Coronavirus: New methodology better, but why the delay?

Patients in the Wuhan Fangcang hospital, a makeshift hospital to treat Covid-19 patients in Wuhan, China, on Feb 14, 2020.
Patients in the Wuhan Fangcang hospital, a makeshift hospital to treat Covid-19 patients in Wuhan, China, on Feb 14, 2020.PHOTO: EPA-EFE

After a day in which infection numbers spiked because of a new method of tabulating cases, doctors say the change in approach will allow China to manage the coronavirus outbreak better.

Infection numbers reported on Thursday showed a jump of nearly 16,000 cases across China. There were 14,840 in the epicentre of Hubei province, with more than 13,000 counted using the new guidelines.

Scientists feared this could represent the tip of an iceberg, with the true scale of the spread vastly under-reported, but health officials said the startling increase was due to retroactively tabulated cases.

"Crucially, we understand that most of these cases relate to a period going back over days and weeks and are retrospectively reported as cases, sometimes back to the beginning of the outbreak itself," said head of the World Health Organisation's (WHO) health emergencies programme Mike Ryan.

"We have seen this spike in the number of cases reported in China, but this does not represent a significant change in the trajectory of the outbreak," he told a news conference at the WHO headquarters in Geneva.

China's National Health Commission yesterday reported an increase of 5,093 infections on Thursday - 3,095 in Hubei were diagnosed through the "clinical methods" of the new guidelines.

Beginning on Wednesday, Hubei province said that a "clinical confirmation" would suffice, meaning that a patient with symptoms who either had a history of contact with confirmed cases or a positive computed tomography scan showing signs of pneumonia could now be considered a confirmed case without a lab test. Known as "probable cases" in epidemic terminology, they are used by scientists to track the scale of an outbreak.

Under the previous methodology, cases could be confirmed only through a positive laboratory test, in line with WHO guidelines.

But healthcare workers have complained of a lack of test kits in Hubei, where samples can sometimes take up to two days to be confirmed, and where there was a shortage of medical staff. Infectious disease specialists have also said this means the number of confirmed cases in a day were limited by a laboratory's capabilities.

 
 
 
 

"Experienced doctors all know that loopholes exist in nucleic acid testing," a radiologist at one of Wuhan's top hospitals, who asked not to be identified, told Caixin magazine. Such "false negatives" can be caused by tests that may not be sensitive, issues with handling samples and even the quality of them.

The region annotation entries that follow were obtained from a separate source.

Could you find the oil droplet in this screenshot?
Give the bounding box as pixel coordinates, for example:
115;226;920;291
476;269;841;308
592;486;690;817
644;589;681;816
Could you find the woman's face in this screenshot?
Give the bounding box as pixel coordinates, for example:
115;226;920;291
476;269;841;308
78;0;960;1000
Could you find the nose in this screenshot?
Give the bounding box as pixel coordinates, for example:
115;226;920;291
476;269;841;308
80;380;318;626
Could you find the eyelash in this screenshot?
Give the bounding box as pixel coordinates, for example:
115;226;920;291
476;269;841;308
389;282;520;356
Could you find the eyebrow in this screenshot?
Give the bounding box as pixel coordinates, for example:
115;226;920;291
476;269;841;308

It is also unclear why Hubei province took a week before it implemented the new criteria, though doctors have said the new counting method allows for China to better manage the disease's spread.

Overcrowded hospitals previously meant that patients who were not seriously ill or confirmed cases were sent home to await their results, potentially spreading the virus within their communities.

Professor Benjamin Cowling, an epidemiologist at Hong Kong University's School of Public Health, said this method of diagnosis "makes a lot more sense".

"We have always known that there are more coronavirus infections than indicated by the number of confirmed cases, partly because not everyone who has got pneumonia has been tested, and partly because many people with the coronavirus infection don't have pneumonia and are not eligible to be tested, and are not even eligible to be considered for testing in general," he said.